Reagan is so stubborn. She has to be told something multiple times before she obeys, and even then she continually asks questions about why she has to do what Gene or I told her to do. Even through spankings, she is continually asking me why. I told my Dad just the other day that God gave me exactly what I was as a child, and still am today. Stubbornness ruled my character, and I continually fight against the desire to have my way as an adult. I cannot always have my way. As much as I would like that, life just doesn't work that way.
Reagan is so much like me it is scary. Everyday we could have a screaming match because she wants her way and I want mine. I have to remind myself that she is 4 and I am the adult and I will not argue with her. About once a day I say to Reagan, "Because I am the momma...that's why!" or "Your job as a child is to learn to obey me...all the way, with a happy heart". I know she is sick of me saying those words, and quite frankly, I wonder how many more times I will have to repeat them. Just yesterday, I got so frustrated that I went into my bathroom and said over and over again to myself, "I am the momma! I am the momma! I am the momma!" Sometimes I just need to remind myself and then I go and remind Reagan. She can be one tough cookie, and looking back I know I exasperated my parents as well.

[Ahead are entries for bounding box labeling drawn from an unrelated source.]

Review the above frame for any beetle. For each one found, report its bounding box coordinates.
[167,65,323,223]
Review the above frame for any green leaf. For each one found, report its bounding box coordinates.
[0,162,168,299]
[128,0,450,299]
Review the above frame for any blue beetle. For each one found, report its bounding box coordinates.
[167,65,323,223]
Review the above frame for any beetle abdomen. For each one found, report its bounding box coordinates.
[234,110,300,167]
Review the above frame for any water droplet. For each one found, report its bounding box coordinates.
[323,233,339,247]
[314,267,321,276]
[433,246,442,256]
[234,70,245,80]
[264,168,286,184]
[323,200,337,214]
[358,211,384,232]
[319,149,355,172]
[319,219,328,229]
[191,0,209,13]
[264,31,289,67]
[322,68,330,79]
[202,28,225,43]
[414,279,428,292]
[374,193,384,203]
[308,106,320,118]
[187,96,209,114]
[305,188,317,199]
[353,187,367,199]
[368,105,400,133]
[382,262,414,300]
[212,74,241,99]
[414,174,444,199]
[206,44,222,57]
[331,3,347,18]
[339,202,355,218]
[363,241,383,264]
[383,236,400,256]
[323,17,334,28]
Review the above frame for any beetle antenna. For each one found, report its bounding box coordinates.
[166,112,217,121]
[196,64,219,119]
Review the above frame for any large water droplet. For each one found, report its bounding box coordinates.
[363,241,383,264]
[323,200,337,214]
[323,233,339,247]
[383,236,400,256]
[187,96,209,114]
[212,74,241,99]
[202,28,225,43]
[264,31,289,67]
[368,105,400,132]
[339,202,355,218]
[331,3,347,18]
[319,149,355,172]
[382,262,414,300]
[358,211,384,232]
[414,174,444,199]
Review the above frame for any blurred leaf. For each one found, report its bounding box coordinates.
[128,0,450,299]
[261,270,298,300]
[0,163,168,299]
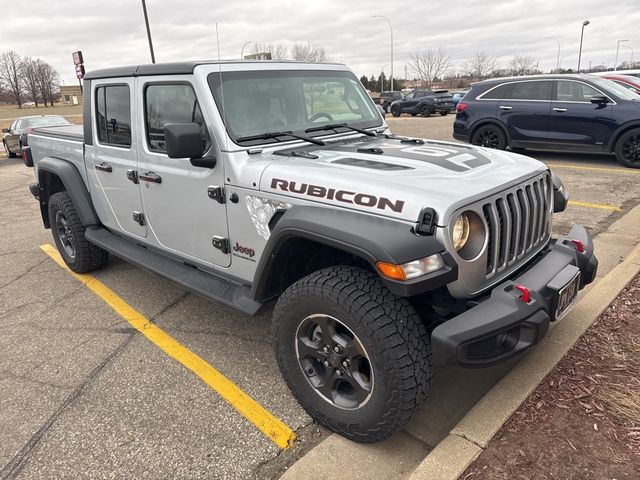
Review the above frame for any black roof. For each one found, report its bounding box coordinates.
[84,60,344,80]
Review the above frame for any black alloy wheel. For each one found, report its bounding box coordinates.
[471,125,507,150]
[296,314,374,409]
[616,129,640,168]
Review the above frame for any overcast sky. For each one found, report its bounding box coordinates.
[0,0,640,84]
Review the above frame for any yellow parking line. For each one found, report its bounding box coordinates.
[547,163,640,175]
[569,200,622,212]
[40,244,296,449]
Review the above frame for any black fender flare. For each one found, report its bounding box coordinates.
[252,206,458,299]
[38,157,100,227]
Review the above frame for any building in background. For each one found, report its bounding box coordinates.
[60,85,82,105]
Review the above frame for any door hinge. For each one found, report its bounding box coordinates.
[207,186,227,203]
[127,168,139,183]
[133,212,144,227]
[211,236,231,255]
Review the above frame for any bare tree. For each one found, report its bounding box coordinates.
[409,47,451,88]
[0,50,24,108]
[254,43,289,60]
[509,55,536,75]
[22,57,41,108]
[36,59,60,107]
[291,40,331,63]
[462,52,496,80]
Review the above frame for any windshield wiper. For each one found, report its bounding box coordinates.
[236,131,326,146]
[304,123,378,137]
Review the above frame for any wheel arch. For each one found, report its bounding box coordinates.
[607,121,640,153]
[252,206,457,302]
[38,157,100,228]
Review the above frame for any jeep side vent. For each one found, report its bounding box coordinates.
[331,158,414,172]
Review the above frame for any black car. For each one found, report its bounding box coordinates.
[453,75,640,168]
[378,90,404,112]
[2,115,71,158]
[391,90,453,117]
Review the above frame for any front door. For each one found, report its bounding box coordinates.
[549,80,617,150]
[136,76,231,267]
[85,78,147,238]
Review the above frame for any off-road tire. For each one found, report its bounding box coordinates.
[420,105,431,117]
[49,191,109,273]
[615,128,640,168]
[2,142,18,158]
[272,266,433,442]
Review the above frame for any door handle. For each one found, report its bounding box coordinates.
[95,162,113,172]
[139,172,162,183]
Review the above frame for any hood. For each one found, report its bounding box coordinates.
[260,137,547,226]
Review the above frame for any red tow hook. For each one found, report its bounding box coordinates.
[515,285,531,303]
[571,239,584,253]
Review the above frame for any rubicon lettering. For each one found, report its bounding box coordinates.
[271,178,404,213]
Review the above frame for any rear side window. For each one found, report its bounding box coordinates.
[96,85,131,147]
[144,83,211,153]
[509,81,551,100]
[481,83,513,100]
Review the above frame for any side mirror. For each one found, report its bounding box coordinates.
[164,123,204,158]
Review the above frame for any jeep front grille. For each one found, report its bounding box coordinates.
[482,173,552,278]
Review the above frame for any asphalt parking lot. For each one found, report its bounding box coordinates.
[0,116,640,479]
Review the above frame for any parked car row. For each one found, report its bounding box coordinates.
[453,75,640,168]
[2,115,70,158]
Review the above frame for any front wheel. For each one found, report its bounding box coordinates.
[273,266,432,442]
[49,192,109,273]
[471,125,507,150]
[615,128,640,168]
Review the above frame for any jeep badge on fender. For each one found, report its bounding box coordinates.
[23,61,598,442]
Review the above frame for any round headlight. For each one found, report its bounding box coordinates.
[453,213,469,252]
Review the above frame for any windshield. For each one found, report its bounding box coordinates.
[593,78,640,100]
[29,115,69,127]
[208,70,382,145]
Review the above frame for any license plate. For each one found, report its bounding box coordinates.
[556,272,580,320]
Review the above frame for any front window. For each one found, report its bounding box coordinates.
[208,70,382,144]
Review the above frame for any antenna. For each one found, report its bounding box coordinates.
[216,22,229,152]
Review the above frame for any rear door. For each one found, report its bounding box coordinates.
[497,80,553,145]
[549,80,617,150]
[85,78,147,238]
[136,76,231,267]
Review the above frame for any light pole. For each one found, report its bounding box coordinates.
[578,20,591,73]
[240,40,252,60]
[380,63,393,93]
[613,40,629,72]
[373,15,393,90]
[142,0,156,63]
[547,37,560,73]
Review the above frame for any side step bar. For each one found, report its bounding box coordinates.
[85,227,262,315]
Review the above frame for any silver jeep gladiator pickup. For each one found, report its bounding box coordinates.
[23,62,597,442]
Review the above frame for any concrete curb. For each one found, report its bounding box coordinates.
[409,232,640,480]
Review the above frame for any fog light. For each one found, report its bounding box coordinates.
[376,253,444,281]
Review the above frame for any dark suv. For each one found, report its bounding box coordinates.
[391,90,453,117]
[453,75,640,168]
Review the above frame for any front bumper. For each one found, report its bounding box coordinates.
[431,225,598,367]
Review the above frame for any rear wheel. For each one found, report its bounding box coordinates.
[273,266,432,442]
[615,128,640,168]
[2,142,17,158]
[49,192,109,273]
[471,124,507,150]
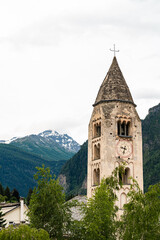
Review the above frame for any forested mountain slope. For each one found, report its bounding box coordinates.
[0,144,65,196]
[142,104,160,191]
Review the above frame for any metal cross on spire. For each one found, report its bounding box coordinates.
[109,44,119,57]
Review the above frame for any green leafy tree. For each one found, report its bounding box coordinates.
[11,188,20,202]
[28,165,71,239]
[119,180,160,240]
[0,209,6,229]
[0,194,7,202]
[0,225,50,240]
[72,166,124,240]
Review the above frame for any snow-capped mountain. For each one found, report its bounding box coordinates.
[38,130,80,153]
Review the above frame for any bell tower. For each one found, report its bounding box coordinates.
[87,56,143,212]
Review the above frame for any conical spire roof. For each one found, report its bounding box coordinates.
[93,57,135,106]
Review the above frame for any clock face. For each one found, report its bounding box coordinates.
[117,140,132,158]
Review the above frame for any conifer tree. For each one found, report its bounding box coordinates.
[4,186,11,201]
[0,209,6,229]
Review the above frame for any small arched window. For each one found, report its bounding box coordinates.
[117,120,131,137]
[120,193,127,209]
[93,122,101,138]
[93,168,100,186]
[94,143,100,160]
[122,168,130,184]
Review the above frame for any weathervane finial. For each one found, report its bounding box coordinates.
[109,44,119,57]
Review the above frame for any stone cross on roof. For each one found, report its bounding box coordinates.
[109,44,119,57]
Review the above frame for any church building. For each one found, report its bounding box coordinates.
[87,54,143,212]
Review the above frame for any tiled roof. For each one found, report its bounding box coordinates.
[93,57,135,106]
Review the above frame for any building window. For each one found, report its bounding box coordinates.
[121,168,131,185]
[93,168,100,186]
[117,120,131,137]
[94,143,100,160]
[93,122,101,138]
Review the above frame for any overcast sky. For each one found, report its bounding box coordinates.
[0,0,160,144]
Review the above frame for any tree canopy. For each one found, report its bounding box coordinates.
[28,165,71,239]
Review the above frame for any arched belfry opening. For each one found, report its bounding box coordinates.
[94,143,101,160]
[87,57,143,213]
[120,193,127,209]
[117,119,131,137]
[93,168,100,186]
[119,167,131,185]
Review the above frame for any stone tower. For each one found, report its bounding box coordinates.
[87,57,143,213]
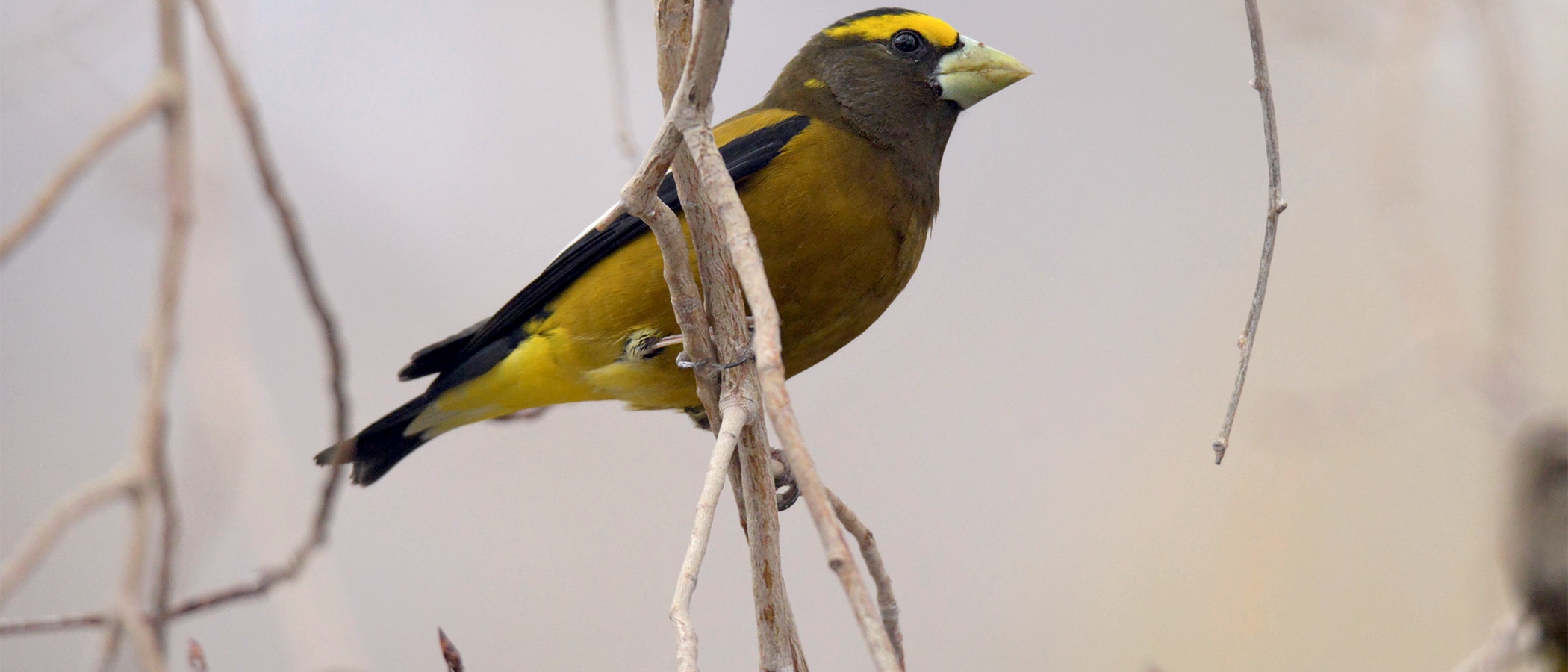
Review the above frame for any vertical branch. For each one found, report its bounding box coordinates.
[670,405,748,672]
[688,128,903,672]
[1213,0,1286,464]
[191,0,349,444]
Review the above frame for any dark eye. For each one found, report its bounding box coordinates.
[889,30,921,53]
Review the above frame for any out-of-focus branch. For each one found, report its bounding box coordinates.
[0,612,114,635]
[828,491,903,668]
[191,0,349,441]
[185,639,207,672]
[604,0,640,161]
[0,0,349,661]
[156,0,349,617]
[0,77,175,263]
[436,628,463,672]
[1213,0,1286,464]
[0,467,137,604]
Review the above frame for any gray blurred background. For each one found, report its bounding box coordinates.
[0,0,1568,672]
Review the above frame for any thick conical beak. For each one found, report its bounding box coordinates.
[936,36,1035,108]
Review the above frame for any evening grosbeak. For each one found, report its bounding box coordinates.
[317,7,1030,485]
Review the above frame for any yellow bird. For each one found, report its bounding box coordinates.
[317,7,1030,485]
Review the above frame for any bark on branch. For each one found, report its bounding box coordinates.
[1213,0,1286,464]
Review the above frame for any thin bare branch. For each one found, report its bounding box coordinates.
[828,491,905,668]
[705,128,903,672]
[0,467,137,604]
[670,405,748,672]
[191,0,349,441]
[0,77,171,263]
[1213,0,1286,464]
[117,487,165,672]
[135,0,358,619]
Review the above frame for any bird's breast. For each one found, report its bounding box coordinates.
[740,122,936,374]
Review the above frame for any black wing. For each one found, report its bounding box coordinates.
[398,116,811,387]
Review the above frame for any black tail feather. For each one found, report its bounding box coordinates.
[315,395,429,485]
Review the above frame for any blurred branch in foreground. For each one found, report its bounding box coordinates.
[1213,0,1286,464]
[0,0,348,672]
[1454,420,1568,672]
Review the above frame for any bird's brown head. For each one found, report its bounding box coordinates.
[764,7,1032,152]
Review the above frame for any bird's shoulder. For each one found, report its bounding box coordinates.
[398,108,812,387]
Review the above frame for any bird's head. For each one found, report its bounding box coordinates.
[768,7,1032,146]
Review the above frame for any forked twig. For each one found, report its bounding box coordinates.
[670,405,748,672]
[828,491,903,668]
[155,0,349,617]
[0,77,175,263]
[1213,0,1286,464]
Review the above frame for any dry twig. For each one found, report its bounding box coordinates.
[1213,0,1286,464]
[436,628,463,672]
[670,405,748,672]
[828,491,903,668]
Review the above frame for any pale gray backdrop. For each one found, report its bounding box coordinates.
[0,0,1568,672]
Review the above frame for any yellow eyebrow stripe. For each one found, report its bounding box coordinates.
[821,13,958,47]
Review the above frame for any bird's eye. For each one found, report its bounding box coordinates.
[889,30,921,53]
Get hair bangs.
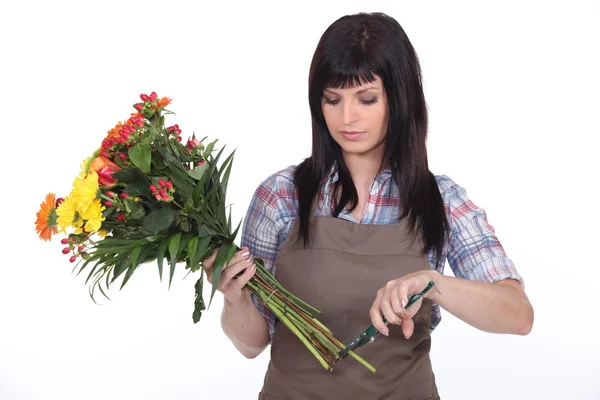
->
[323,63,376,89]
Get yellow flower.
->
[56,196,83,233]
[70,172,99,214]
[81,199,106,233]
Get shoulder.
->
[255,165,296,202]
[253,165,298,220]
[434,174,489,229]
[434,174,470,209]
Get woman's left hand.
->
[369,270,437,339]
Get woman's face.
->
[322,76,388,162]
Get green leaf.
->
[208,243,237,307]
[129,142,152,174]
[192,271,206,324]
[188,236,212,272]
[142,206,175,235]
[156,237,169,282]
[202,139,219,159]
[188,163,208,181]
[188,236,200,268]
[169,232,181,288]
[229,221,242,242]
[144,126,158,142]
[125,199,146,219]
[124,178,152,196]
[119,247,142,290]
[113,254,131,288]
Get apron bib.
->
[259,217,439,400]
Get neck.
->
[343,147,389,192]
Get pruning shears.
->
[340,281,434,359]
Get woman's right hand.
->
[203,247,256,305]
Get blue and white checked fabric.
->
[241,165,524,337]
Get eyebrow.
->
[324,86,379,95]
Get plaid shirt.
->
[241,166,523,337]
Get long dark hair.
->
[294,13,448,259]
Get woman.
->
[205,10,533,399]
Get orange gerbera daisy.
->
[35,193,58,240]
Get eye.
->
[360,97,377,106]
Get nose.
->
[342,101,356,126]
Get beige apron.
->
[259,217,439,400]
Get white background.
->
[0,1,600,400]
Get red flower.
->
[90,156,121,187]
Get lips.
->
[341,131,364,140]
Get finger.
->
[380,294,401,325]
[202,249,219,285]
[227,262,256,291]
[402,318,415,339]
[202,249,219,269]
[398,278,421,318]
[218,257,254,291]
[225,247,250,269]
[369,289,390,336]
[390,286,405,316]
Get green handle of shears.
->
[384,281,434,329]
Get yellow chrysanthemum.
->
[81,199,105,233]
[35,193,58,240]
[56,196,83,233]
[69,172,100,219]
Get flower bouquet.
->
[36,92,375,372]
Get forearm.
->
[431,271,533,335]
[221,297,270,358]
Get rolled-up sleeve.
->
[447,182,524,287]
[241,176,279,338]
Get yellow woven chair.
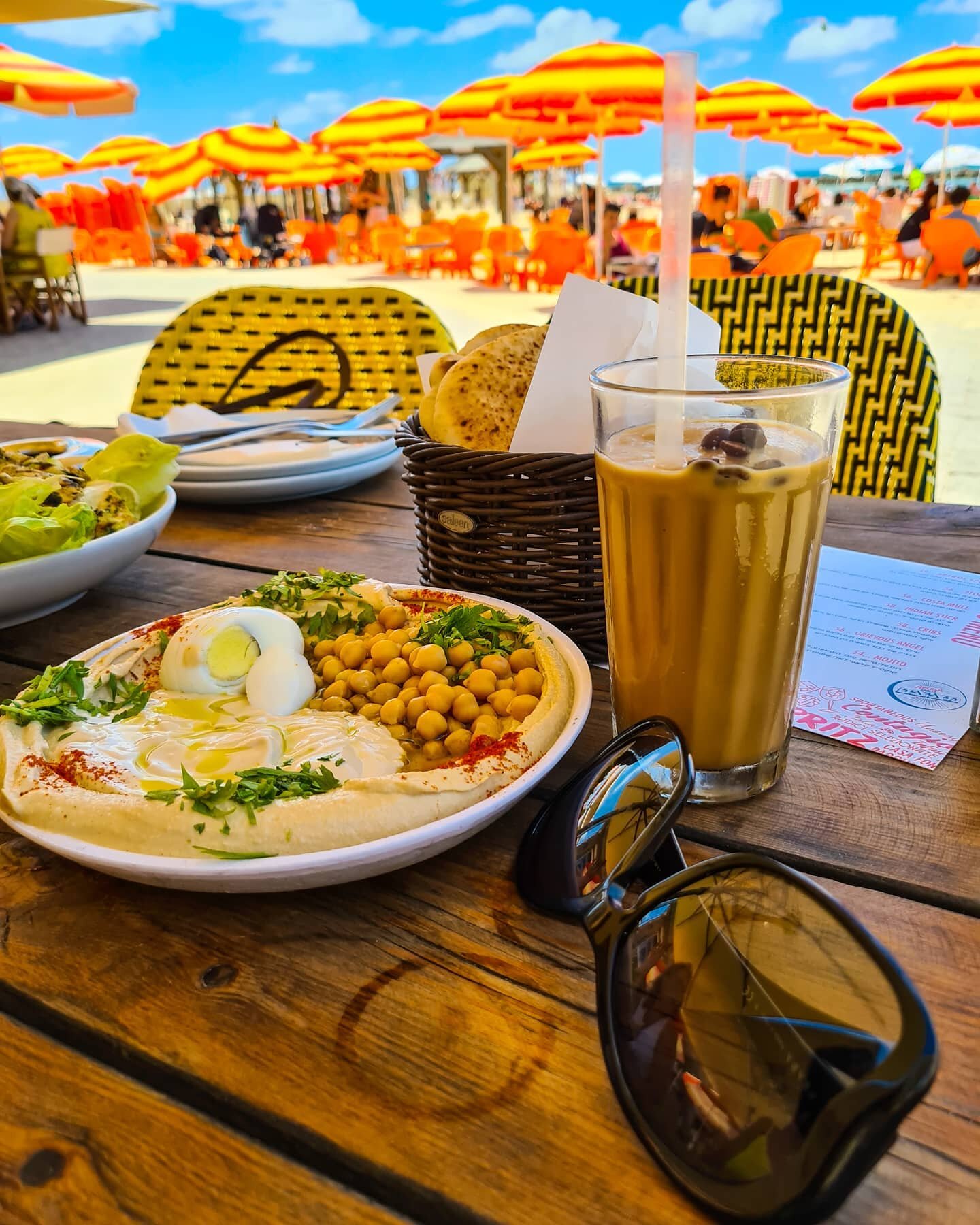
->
[132,285,456,416]
[617,272,940,502]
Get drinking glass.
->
[591,354,850,802]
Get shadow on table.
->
[0,318,162,375]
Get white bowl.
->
[3,583,591,893]
[0,489,176,630]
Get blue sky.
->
[0,0,980,174]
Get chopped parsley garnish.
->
[414,604,530,659]
[146,757,340,834]
[191,847,277,859]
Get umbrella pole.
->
[595,132,605,280]
[936,121,949,208]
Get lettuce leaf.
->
[83,434,180,514]
[0,502,95,562]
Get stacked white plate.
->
[174,436,398,502]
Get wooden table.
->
[0,423,980,1225]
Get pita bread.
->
[460,323,533,364]
[429,325,548,451]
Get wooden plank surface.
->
[0,804,980,1225]
[0,1017,407,1225]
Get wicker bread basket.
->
[395,414,606,660]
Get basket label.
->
[438,511,476,536]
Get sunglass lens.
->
[612,867,902,1210]
[516,724,685,913]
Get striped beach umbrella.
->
[75,136,167,170]
[201,124,306,178]
[0,43,136,115]
[310,98,432,152]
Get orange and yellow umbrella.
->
[0,144,75,179]
[310,98,432,152]
[915,98,980,127]
[75,136,167,170]
[511,141,595,170]
[0,43,136,115]
[201,124,305,176]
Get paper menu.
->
[511,276,721,455]
[793,548,980,769]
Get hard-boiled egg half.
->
[161,608,316,714]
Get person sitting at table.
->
[742,196,779,242]
[896,179,940,260]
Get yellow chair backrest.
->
[132,285,456,416]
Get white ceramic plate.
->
[3,583,591,893]
[174,442,398,504]
[0,489,176,628]
[178,438,395,481]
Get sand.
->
[0,251,980,504]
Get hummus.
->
[0,576,572,858]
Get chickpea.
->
[409,643,448,672]
[340,642,368,668]
[487,689,514,717]
[507,693,539,723]
[467,668,497,698]
[415,710,448,740]
[323,697,354,714]
[371,638,404,668]
[442,728,473,757]
[450,642,476,668]
[472,714,500,740]
[317,655,344,685]
[368,683,401,706]
[511,647,538,672]
[381,697,406,723]
[377,604,408,630]
[480,655,511,681]
[513,668,544,697]
[452,692,480,723]
[425,685,456,714]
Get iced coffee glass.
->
[591,355,850,802]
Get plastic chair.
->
[922,217,980,289]
[746,234,823,277]
[132,285,456,416]
[691,251,732,279]
[721,217,775,255]
[617,272,940,501]
[521,228,587,289]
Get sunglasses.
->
[516,719,938,1225]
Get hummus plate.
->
[0,585,591,893]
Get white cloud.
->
[681,0,783,42]
[830,60,875,76]
[490,9,620,72]
[381,26,426,46]
[270,52,315,76]
[787,17,898,60]
[698,46,752,72]
[431,3,534,43]
[915,0,980,16]
[276,89,346,127]
[16,6,174,52]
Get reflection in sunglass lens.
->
[517,732,685,910]
[612,867,902,1198]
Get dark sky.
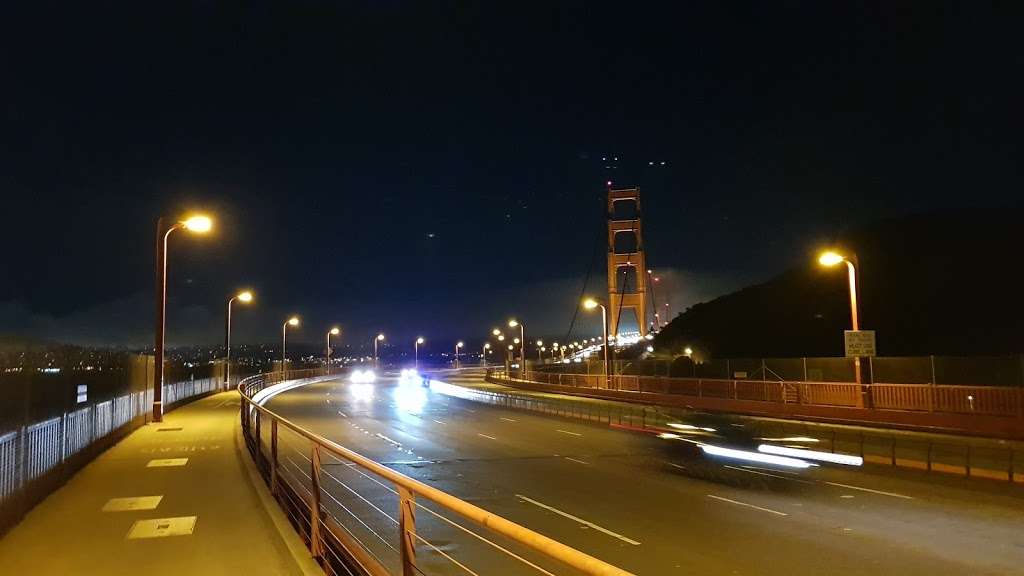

There are so many parallels between parenting and being in a relationship with God, my heavenly Father. He deeply desires that I obey Him fully. I can see in Reagan that if she doesn't obey me all the way, she disobeys me. If she doesn't obey me with a happy heart, she might as well disobey me. I want her to obey out of love and respect and God desires the same from me.
John 14:15 says, "If you love me, you will keep my commandments." That means that if I truly love God then I will have a heart that will obey Him.
I can clearly see this verse played out in my relationship with Reagan. I want her to obey me the first time and obey me consistently because she loves me and she trusts me. She doesn't need to understand my command or agree with it and, God desires that exact same thing out of me.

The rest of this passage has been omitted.